Etienne Barilier écrit beaucoup, et le dire n’est pas une insulte. Chacun de ses ouvrages prouve que son intelligence et son imagination sont intactes. Il suffit pour s’en convaincre de lire La Fête des Lumières, un texte fascinant, tendu entre sa première et sa dernière phrase, entre lesquelles tout se joue – à moins que tout, dès le début, ne soit déjà joué…

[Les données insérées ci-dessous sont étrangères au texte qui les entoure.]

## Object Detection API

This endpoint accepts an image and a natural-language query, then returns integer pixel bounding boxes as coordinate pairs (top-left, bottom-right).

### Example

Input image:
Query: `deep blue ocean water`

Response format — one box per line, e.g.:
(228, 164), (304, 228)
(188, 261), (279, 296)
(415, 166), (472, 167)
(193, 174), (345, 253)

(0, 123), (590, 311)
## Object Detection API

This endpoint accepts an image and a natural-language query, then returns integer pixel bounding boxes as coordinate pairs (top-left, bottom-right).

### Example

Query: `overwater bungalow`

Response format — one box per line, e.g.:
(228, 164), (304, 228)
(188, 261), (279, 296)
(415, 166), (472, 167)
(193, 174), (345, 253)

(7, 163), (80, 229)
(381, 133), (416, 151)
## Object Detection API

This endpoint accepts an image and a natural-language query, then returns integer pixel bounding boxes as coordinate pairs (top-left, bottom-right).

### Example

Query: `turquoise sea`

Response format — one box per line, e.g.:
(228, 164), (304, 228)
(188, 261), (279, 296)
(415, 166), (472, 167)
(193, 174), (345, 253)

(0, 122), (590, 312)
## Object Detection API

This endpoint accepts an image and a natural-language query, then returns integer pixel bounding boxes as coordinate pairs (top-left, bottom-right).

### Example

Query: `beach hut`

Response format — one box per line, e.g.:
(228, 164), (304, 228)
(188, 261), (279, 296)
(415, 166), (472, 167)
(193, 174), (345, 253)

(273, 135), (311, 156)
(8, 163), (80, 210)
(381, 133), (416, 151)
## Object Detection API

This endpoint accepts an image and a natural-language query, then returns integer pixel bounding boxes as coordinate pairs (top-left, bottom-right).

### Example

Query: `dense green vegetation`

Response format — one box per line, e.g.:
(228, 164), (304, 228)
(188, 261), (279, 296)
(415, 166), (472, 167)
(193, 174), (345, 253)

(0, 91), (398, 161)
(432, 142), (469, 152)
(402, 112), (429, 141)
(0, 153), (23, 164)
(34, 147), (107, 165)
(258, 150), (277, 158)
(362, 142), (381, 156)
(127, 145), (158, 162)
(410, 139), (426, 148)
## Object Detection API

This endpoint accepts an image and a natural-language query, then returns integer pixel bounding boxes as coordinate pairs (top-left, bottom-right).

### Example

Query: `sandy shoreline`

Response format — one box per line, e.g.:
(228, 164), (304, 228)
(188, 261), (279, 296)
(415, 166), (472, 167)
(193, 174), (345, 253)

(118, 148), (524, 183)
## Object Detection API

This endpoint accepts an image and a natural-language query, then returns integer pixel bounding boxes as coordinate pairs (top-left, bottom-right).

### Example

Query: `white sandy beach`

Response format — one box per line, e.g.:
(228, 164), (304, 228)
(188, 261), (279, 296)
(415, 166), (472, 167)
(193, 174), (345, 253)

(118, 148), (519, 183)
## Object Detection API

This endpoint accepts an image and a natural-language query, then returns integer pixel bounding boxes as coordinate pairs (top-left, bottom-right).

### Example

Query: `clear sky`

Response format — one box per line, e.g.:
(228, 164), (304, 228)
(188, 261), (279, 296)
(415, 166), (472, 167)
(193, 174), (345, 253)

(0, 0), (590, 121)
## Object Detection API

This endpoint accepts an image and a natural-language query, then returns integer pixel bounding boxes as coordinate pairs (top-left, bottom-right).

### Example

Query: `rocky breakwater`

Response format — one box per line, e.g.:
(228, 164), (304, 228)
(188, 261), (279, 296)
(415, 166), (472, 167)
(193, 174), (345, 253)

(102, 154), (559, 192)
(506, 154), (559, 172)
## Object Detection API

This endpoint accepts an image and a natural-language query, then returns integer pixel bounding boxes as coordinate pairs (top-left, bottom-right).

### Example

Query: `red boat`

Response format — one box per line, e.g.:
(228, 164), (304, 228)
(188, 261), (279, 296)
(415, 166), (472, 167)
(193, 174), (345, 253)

« Est-il simplement concevable qu’un individu quelconque cesse d’être fidèle à soi, et qu’on ne puisse reconnaître trait pour trait, dans le quinquagénaire, le garçon ou la fille de dix-huit ans qu’il fut ? » C’est le programme du roman, qui suit en pointillés les vies d’un groupe de jeunes gens : Rita, éternelle célibataire et condamnée à « n’être qu’un témoin », la belle Sophie, « porte-malheur », Marc « idéaliste avec méchanceté », Blaise au « bon cœur »… Tout commence à dix-huit ans, un âge où le pire des crimes n’est pas « l’absence d’amour, mais l’absence de passion ». Nous sommes en 1969, à Lausanne, et la jeunesse veut la liberté – c’est-à-dire « la certitude d’une possibilité ». Or, les possibilités sont multiples. On tombe amoureux, on voyage, on étudie, on se marie, on retrouve un vieil ami, on a peur du déclin sexuel, on s’inquiète pour son rejeton qui trempe dans la drogue : on vit. Et lorsque « les temps fondateurs » finissent par être loin derrière, on organise une fête de retrouvailles, et face à ses anciens amis, on réalise que l’on est toujours désespérément soi. Le monde dans lequel on vit, en revanche, s’est métamorphosé…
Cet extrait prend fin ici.